Can two fuseable pairs be decoded in the same clock cycle?-CodePudding

I'm trying to verify the conclusion that two fuseable pairs can be decoded in the same clock cycle, using my Intel i7-10700 and ubuntu 20.04.

The test code is arranged like below, and it is copied like 8000 times to avoid the influence of LSD and DSB (to use MITE mostly).

ALIGN 32
.loop_1:
    dec ecx
    jge .loop_2
.loop_2:
    dec ecx
    jge .loop_3
.loop_3:
    dec ecx
    jge .loop_4
.loop_4:
.loop_5:
    dec ecx
    jge .loop_6

The test result tells that only one pair is fused in a single cycle. ( r479 div r1002479 )

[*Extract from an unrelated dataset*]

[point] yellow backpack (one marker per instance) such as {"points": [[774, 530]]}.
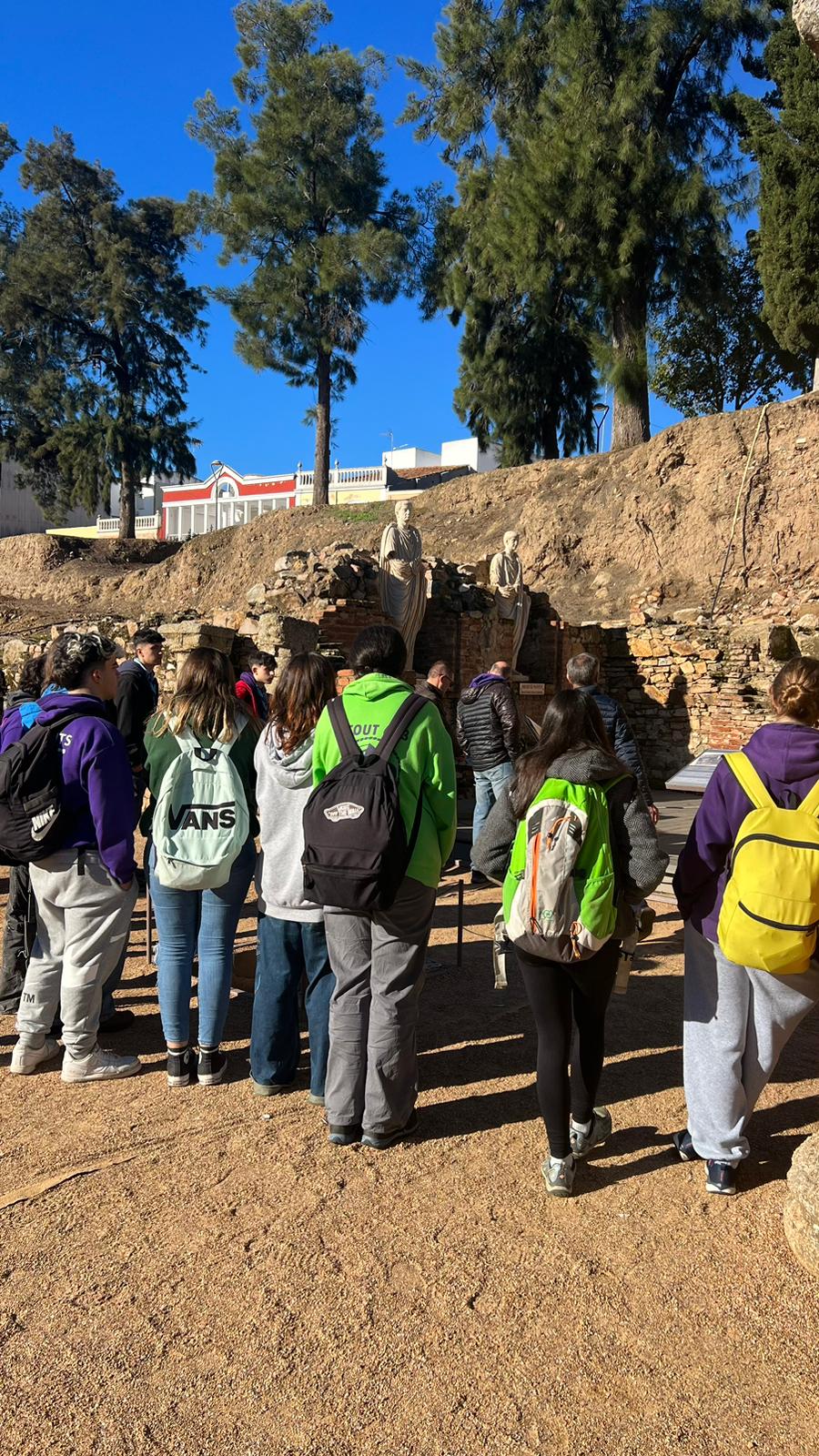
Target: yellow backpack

 Performance counter stats for process id '22597':

   120,459,876,711      cycles                                                      
    35,514,146,968      instructions     #    0.29  insn per cycle         
    17,792,584,278      r479             # r479: Number of uops delivered                     
                                         # to Instruction Decode Queue (IDQ) from MITE path                                  
        50,968,497      r4002479        
                                         
                                                  
    17,756,894,879      r1002479         # r1002479: Cycles MITE is delivering any Uop                                              

      26.444208448 seconds time elapsed

I don't think Agner's conclusion is wrong. Therefore, is there something wrong with my perf usage, or did I fail to find insights in the code?

CodePudding user response：

On Haswell and later, yes. On Ivy Bridge and earlier, no.

On Ice Lake and later, Agner Fog says macro-fusion is done right after decode, instead of in the decoders which required the pre-decoders to send the right chunks of x86 machine code to decoders accordingly. (And Ice Lake has slightly different restrictions: Instructions with a memory operand cannot fuse, unlike previous CPU models. Instructions with an immediate operand can fuse.) So on Ice Lake, macro-fusion doesn't let the decoders handle more than 5 instructions per clock.

Wikichip claims that only 1 macro-fusion per clock is possible on Ice Lake, but that's probably incorrect. Harold tested with my microbenchmark on Rocket Lake and found the same results as Skylake. (Rocket Lake uses a Cypress Cove core, a variant of Sunny Cove back-ported to a 14nm process, so it's likely that it's the same as Ice Lake in this respect.)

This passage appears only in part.